To this day I have a fascination with shiny patent leather shoes, I am always drawn to the beautiful “grown up” baby doll shoes. I would love to own a pretty delicate pair of baby doll shoes. You know the pair….very thin heel, pointy toe and a single pretty little strap that goes over the top of your foot. In an episode of Sex and The City, Carrie discovers a vintage pair in the Vogue closet; she refers to them as an “urban myth”. But you see over the span of my life I have learned, I will trip and scuff any pretty patent leather shoe, so why bother, it only leads to disappointment.

Lessons learned. I am one of those people who will trip or fall at the most critical moments. This will ruin your prettiest shoes.

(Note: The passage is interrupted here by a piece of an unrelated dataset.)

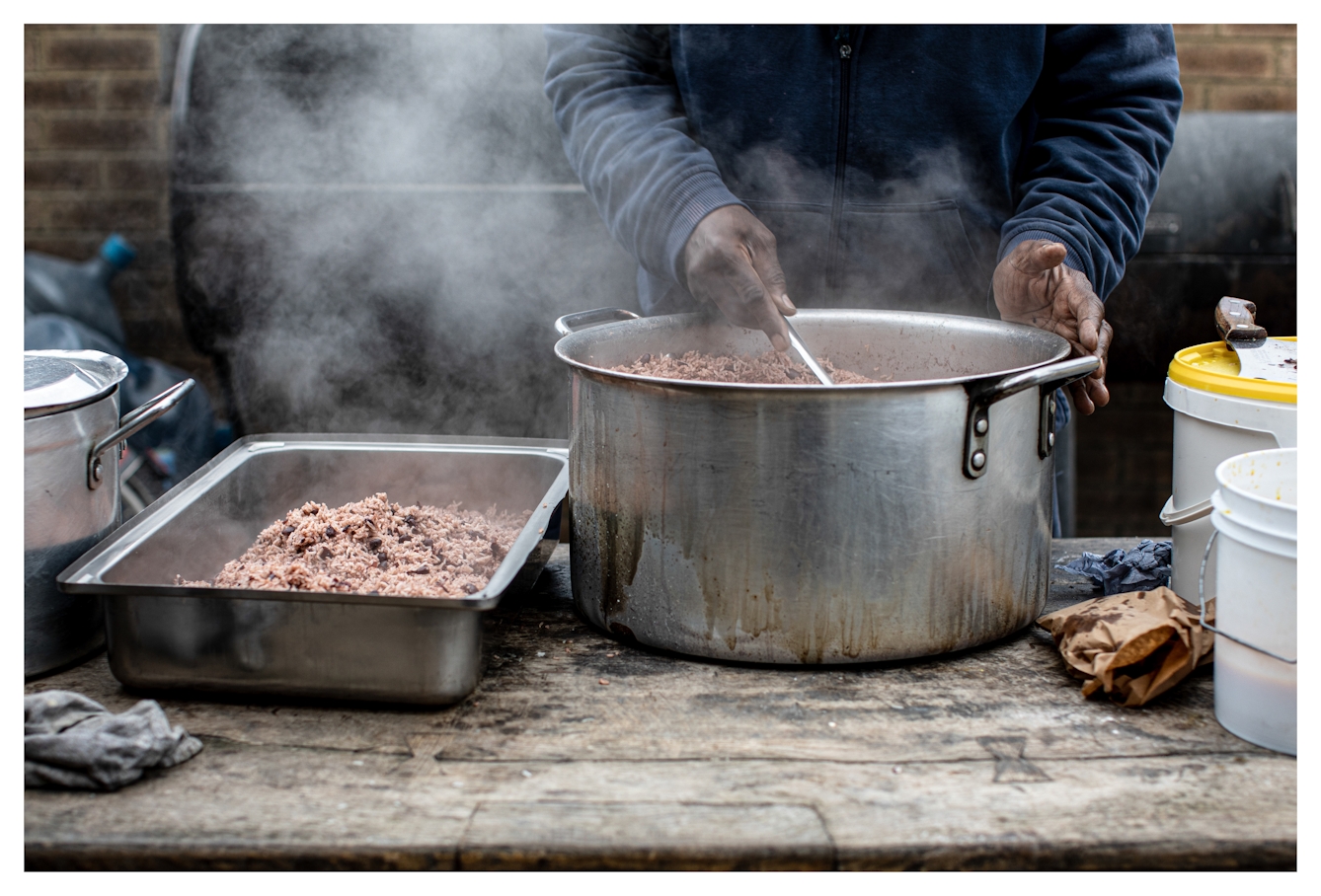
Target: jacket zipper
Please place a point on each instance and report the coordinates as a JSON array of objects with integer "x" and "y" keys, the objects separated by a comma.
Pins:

And over time those embarrassing and disappointing moments will eventually become defining moments in your life lessons.

Sunday, April 19, 2009

Ballet Shoes

As a little girl, I dreamed of being a ballerina or a princess, you see I saw them both as the same thing…small tiny beautiful girls in soft frilly dresses. That’s what I wanted to be, a fragile, delicate, soft, small beautiful little girl waiting for someone to sweep in and take care of me. As you know princesses and ballerina’s always have a prince charming that slays the dragons and protects them from all the evil. I wanted the fairy tale! But didn’t we all.

Instead I was the plump little girl with “a pretty face” who was a klutz. On the outside I seemed confident, strong and independent but on the inside I was shy, unsure and dying for someone to tell me I could do it. I was always afraid of failing. It’s funny how these things form as a child and stay with you forever.
Reflecting back as an adult, I think my desire to be rescued comes from the loss of my father at an early age. You see at 5 my parents divorced. In today’s world that doesn’t seem to be such a big thing, but in the 60’s it was different. I think I spent most of my life waiting for Daddy to come home. I wanted a normal family life. You know the Leave it to Beaver family, a mom, dad, brother or sister and the all elusive house with the white picket fence.

I have always been drawn to flat ballet inspired shoes. When I was in my twenties I can remember having the most amazing black suede flats; on the rounded toe area was a large flat black suede flower. I remember wearing those shoes with jeans, a crisp white t-shirt and a black blazer. That was one of those “stylish” outfits that “felt good”.

As I approach 50 and look for shoes, I am drawn to the pretty new ballet inspired shoes, I hold back. For some reason these pretty little shoes don’t go well with swollen ankles.

Lessons learned
. You create your own fairy tale, that’s what makes the story so special. You cannot wait for someone else to save you, you have to save yourself. You are responsible for your own failures and successes. And last but not least who can really say what’s normal and what’s not.

Saturday, April 18, 2009


Reflection by shoes….

Lessons learned

At 49 (very close to 50) I have finally figured out why I hate shoe shopping….its not the shoes its my feet! You see my entire life I have always wanted to be the type of person that would wear an incredible, very stylish pair of shoes. You know a very sheek pair of stillettos, in todays fashion world a pair of Jimmy Choo’s, Malano Blanik’s or Christian Lebountie’s.

As I have become to realize the reason I can’t where these shoes is my feet, you see I have large wide feet and as hard as I try I am not a graceful person. As I have started to reflect back on my life and lessons learned I thought it might be fun to share how shoes have contributed to my life lessons.

I remember my grandmother telling me “if you hold on to something long enough it will come back” I had no idea how right she was. On a recent shopping trip for shoes I had to laugh…I had no idea espidrills, candies and wedges were back….I know I had a few pairs of these many years ago.